FIGURE 5.

Transfected HDAC4 represses MMP-13 transcription. A, UMR 106-01 cells were transfected with FLAG vector or rat FLAG-tagged HDAC4 construct or no vector. The cells were stimulated with PTH (10⁻⁸ m) for 4 h. Total RNA was extracted from the cells transfected with none (no transfection), FLAG vector, or FLAG-tagged HDAC4. RNAs were measured using Real time RT-PCR. The relative levels of mRNAs were normalized to β-actin and then expressed as fold stimulation over control (cont). The error bars represent ± S.E. of three independent experiments. *, p < 0.05 versus no vector or FLAG vector and treated with PTH for 4 h.

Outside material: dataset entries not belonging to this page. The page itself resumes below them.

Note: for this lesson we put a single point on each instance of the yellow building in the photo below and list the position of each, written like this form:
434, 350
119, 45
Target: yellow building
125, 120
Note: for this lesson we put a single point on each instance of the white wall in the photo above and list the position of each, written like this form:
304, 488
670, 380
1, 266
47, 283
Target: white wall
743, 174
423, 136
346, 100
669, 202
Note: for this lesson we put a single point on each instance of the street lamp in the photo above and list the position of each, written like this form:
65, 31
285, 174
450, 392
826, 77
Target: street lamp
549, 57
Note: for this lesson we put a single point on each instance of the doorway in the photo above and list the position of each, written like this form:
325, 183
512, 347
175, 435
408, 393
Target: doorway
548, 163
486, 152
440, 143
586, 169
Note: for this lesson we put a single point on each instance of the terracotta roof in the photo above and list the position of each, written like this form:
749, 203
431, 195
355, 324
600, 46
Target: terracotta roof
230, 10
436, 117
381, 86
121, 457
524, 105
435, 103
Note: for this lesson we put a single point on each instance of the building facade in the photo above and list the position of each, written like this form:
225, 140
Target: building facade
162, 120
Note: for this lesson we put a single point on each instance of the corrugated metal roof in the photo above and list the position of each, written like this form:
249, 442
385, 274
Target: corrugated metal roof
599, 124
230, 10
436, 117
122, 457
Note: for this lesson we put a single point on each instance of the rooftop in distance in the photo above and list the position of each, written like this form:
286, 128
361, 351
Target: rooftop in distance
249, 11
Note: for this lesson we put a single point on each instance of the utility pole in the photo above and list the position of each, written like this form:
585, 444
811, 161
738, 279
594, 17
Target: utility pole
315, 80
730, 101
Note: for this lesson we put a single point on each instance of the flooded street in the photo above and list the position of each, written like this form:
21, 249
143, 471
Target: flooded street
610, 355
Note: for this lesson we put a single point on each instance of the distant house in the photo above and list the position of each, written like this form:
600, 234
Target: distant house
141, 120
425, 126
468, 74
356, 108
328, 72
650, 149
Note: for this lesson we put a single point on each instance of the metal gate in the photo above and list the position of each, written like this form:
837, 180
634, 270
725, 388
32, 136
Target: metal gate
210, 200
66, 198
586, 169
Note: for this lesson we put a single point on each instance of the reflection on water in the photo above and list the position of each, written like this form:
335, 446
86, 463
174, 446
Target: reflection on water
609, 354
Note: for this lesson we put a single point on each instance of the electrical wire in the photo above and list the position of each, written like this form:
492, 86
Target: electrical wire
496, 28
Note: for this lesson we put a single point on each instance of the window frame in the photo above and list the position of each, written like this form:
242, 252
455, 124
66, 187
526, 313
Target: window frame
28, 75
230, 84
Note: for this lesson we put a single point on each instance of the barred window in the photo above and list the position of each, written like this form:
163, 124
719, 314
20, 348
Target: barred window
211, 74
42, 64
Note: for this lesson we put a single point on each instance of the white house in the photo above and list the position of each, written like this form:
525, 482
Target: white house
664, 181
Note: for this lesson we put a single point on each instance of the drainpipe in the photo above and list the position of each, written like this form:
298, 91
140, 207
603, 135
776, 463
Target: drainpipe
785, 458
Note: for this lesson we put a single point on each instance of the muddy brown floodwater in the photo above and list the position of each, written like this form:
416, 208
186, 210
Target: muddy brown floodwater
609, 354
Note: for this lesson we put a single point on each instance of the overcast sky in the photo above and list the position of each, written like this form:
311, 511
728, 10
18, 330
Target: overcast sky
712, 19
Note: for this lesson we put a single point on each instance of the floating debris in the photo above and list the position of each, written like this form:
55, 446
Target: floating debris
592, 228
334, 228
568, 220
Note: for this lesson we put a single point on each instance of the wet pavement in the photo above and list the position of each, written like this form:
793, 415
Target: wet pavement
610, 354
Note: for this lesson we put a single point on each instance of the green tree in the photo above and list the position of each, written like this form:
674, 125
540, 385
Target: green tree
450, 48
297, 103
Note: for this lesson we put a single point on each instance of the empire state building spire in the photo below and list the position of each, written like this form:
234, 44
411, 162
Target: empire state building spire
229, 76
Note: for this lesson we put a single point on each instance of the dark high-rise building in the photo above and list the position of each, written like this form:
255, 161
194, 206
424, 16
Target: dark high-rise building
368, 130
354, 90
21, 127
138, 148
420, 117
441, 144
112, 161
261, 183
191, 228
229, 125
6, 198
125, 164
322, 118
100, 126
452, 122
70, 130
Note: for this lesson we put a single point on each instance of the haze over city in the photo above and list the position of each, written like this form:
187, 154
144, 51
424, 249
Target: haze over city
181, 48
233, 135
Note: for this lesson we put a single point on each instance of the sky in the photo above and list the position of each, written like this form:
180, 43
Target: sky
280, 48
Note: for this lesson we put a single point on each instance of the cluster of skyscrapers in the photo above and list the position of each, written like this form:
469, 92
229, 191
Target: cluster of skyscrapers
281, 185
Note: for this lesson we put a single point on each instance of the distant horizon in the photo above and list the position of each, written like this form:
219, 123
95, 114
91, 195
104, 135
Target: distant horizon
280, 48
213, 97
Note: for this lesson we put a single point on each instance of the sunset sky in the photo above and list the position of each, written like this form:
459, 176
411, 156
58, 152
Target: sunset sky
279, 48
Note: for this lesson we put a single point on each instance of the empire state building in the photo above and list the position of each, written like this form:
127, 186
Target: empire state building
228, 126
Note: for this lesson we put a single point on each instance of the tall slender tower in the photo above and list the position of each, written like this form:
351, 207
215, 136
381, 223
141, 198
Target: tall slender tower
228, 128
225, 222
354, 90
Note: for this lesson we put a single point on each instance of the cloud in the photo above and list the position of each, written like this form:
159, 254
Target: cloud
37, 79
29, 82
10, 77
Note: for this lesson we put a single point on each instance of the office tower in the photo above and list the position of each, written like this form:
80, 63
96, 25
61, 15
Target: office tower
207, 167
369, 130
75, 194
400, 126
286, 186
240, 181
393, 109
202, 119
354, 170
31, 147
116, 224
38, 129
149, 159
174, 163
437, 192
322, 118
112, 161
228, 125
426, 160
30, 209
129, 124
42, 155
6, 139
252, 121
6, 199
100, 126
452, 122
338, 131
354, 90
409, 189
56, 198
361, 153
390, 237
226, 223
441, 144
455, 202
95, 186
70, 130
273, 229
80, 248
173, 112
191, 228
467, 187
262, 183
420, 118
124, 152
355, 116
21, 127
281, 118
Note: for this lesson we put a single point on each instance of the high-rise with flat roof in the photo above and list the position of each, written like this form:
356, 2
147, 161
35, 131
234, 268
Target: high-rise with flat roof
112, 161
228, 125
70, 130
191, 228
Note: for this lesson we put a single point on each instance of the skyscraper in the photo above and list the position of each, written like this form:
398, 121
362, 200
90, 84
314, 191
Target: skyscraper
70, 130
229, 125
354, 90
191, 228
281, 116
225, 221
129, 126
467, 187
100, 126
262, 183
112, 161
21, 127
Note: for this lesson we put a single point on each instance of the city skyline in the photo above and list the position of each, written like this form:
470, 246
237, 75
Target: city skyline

B, UMR 106-01 cells were transiently transfected with various vectors (100 ng of pGL2 vector, 100 ng of −148 rat MMP-13 promoter-Luc, 100 ng of FLAG vector, and 100, 200, or 500 ng of FLAG-tagged rat HDAC4), and the luciferase activities were measured with (P) or without (C) 6 h of 10⁻⁸ m PTH treatment. The luciferase activities were normalized to the amount of total protein. The error bars represent ± S.E. of three independent experiments. *, p < 0.05 versus FLAG control. #, p < 0.02; ##, p < 0.01 versus FLAG PTH 6 h. C, UMR 106-01 cells were transfected with FLAG vector or rat FLAG-tagged HDAC4 construct or no vector (none). The nuclear extracts from cells were subjected to immunoblotting with anti-FLAG antibody. Anti-Cdk2 was used as a loading control.